Stichwort Innovationsfähigkeit: Wenn Sie ein Start-up hochziehen wollten, wo würden Sie das tun?
Fratzscher: Für kluge Köpfe, für Ideen und in Sachen Vielfalt ist Berlin ein sehr guter Ort. Es ist der Stadt hervorragend gelungen, Talente aus Israel, den USA, China oder Brasilien herzubringen, die etwas Neues schaffen wollen. Eine Schwäche liegt in Deutschland noch immer auf der Finanzierungsseite – also den Wachstumsmöglichkeiten für Start-ups. Die sind in Deutschland sehr beschränkt. Es ist immer noch viel schwieriger, Wagniskapital zu bekommen als etwa in den USA. Und wir haben keinen wirklichen Binnenmarkt für Dienstleistungen in Europa. Auch das ist wichtig, denn wenn sie heute als Unternehmen im digitalen Bereich erfolgreich sein wollen, dann brauchen sie einen großen Heimatmarkt. Und der kann nur Europa sein, nicht das winzige Deutschland. Wir haben kluge Köpfe, wir haben viel Kreativität, wir haben viel Innovationskraft, aber die Rahmenbedingungen sind einfach für viele nicht gut genug. Also ziehen sie zu häufig Richtung USA, Großbritannien oder Asien.
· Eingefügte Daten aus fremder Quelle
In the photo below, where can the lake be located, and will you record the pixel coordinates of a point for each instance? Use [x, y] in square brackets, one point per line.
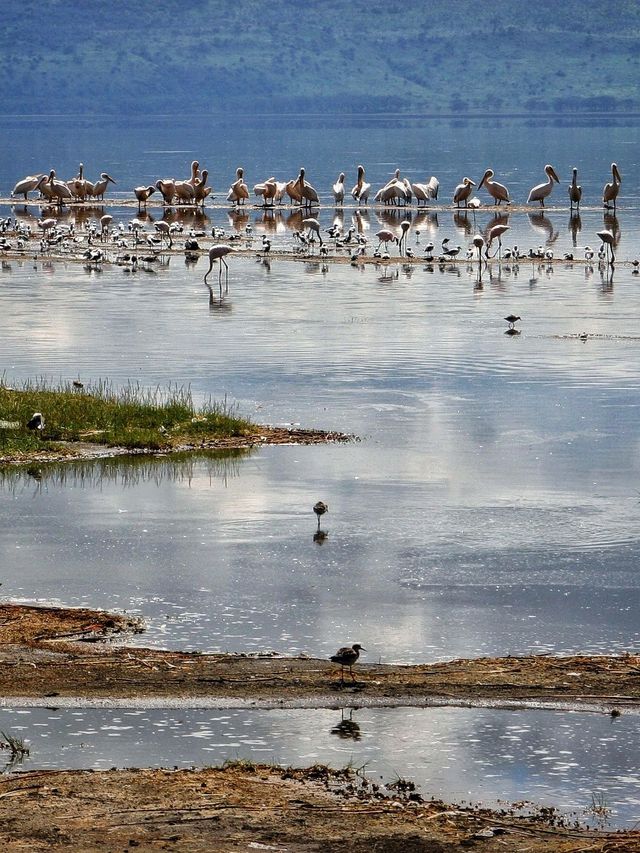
[491, 504]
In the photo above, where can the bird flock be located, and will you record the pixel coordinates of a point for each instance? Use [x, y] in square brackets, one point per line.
[195, 189]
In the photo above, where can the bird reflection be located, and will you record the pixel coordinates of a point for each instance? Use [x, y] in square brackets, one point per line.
[347, 728]
[575, 226]
[543, 226]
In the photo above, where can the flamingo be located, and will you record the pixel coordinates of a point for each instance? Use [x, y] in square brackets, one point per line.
[463, 191]
[361, 190]
[575, 192]
[541, 191]
[497, 191]
[610, 191]
[217, 253]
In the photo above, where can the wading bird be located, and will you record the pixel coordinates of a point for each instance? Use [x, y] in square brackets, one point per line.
[463, 191]
[361, 190]
[610, 192]
[347, 656]
[217, 253]
[541, 191]
[575, 191]
[497, 191]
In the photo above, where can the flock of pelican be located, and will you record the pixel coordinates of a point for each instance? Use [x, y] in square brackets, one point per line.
[397, 191]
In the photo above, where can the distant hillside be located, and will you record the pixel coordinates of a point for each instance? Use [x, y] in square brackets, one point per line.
[274, 56]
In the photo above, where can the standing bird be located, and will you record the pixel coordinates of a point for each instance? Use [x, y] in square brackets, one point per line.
[496, 232]
[575, 192]
[347, 656]
[36, 422]
[610, 192]
[608, 240]
[541, 191]
[216, 253]
[142, 194]
[361, 190]
[497, 191]
[463, 191]
[320, 508]
[312, 225]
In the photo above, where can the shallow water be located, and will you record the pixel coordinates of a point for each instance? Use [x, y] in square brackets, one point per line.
[567, 760]
[491, 506]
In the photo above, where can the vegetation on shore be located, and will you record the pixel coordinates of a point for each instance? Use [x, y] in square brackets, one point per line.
[130, 417]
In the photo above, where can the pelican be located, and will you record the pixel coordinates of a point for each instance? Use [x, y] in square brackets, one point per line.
[143, 193]
[610, 191]
[385, 236]
[496, 232]
[202, 190]
[167, 188]
[608, 240]
[238, 191]
[28, 184]
[59, 190]
[463, 191]
[426, 192]
[361, 190]
[98, 189]
[541, 191]
[312, 225]
[217, 253]
[575, 192]
[499, 192]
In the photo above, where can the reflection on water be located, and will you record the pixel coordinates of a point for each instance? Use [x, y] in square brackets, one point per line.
[567, 760]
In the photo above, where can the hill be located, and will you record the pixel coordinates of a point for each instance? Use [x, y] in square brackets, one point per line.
[212, 56]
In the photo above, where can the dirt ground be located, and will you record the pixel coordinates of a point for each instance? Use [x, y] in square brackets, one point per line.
[48, 652]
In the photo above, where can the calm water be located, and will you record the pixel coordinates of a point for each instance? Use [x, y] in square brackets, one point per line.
[568, 760]
[492, 504]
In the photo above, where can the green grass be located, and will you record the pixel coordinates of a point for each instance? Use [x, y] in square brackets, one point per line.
[131, 417]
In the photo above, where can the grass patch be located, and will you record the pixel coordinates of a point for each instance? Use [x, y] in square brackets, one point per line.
[131, 417]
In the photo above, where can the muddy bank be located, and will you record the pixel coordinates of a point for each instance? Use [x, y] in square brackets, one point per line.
[56, 652]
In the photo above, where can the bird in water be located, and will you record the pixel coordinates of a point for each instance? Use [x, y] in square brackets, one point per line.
[347, 656]
[320, 508]
[575, 191]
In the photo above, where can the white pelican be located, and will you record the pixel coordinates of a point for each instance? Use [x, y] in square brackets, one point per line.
[59, 190]
[238, 191]
[361, 190]
[496, 232]
[497, 191]
[575, 192]
[143, 193]
[167, 188]
[338, 189]
[217, 253]
[541, 191]
[610, 192]
[426, 192]
[202, 190]
[28, 184]
[463, 191]
[98, 189]
[608, 240]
Und die hohen Zinsen machen die Finanzierungsmöglichkeiten für Start-ups nicht besser..
Fratzscher: Ja, es gibt noch sehr viel für die Ampel zu tun. Die Kapitalmarktunion in Europa muss endlich vollendet werden. Problematisch ist auch, dass wir in Deutschland eine katastrophale Unternehmer- und Unternehmerinnenkultur haben. Sich selbstständig zu machen, ein Risiko einzugehen, zu scheitern, wird in Deutschland nach wie vor sehr negativ gesehen und auch so behandelt. Wir sehen das in den Zahlen von Unternehmensgründungen, die in Deutschland rückläufig sind. Und wenn wir junge Menschen fragen, was sie vorhaben, dann sagen sehr viele, ich möchte gerne für den Staat arbeiten. Immer weniger aber sagen: Ich möchte mein eigenes Ding machen. Wir brauchen hier einen grundlegenden Kulturwandel.
Zur Person: Marcel Fratzscher ist Präsident des Instituts für Wirtschaftsforschung DIW und Professor für Makroökonomie an der Humboldt Universität Berlin.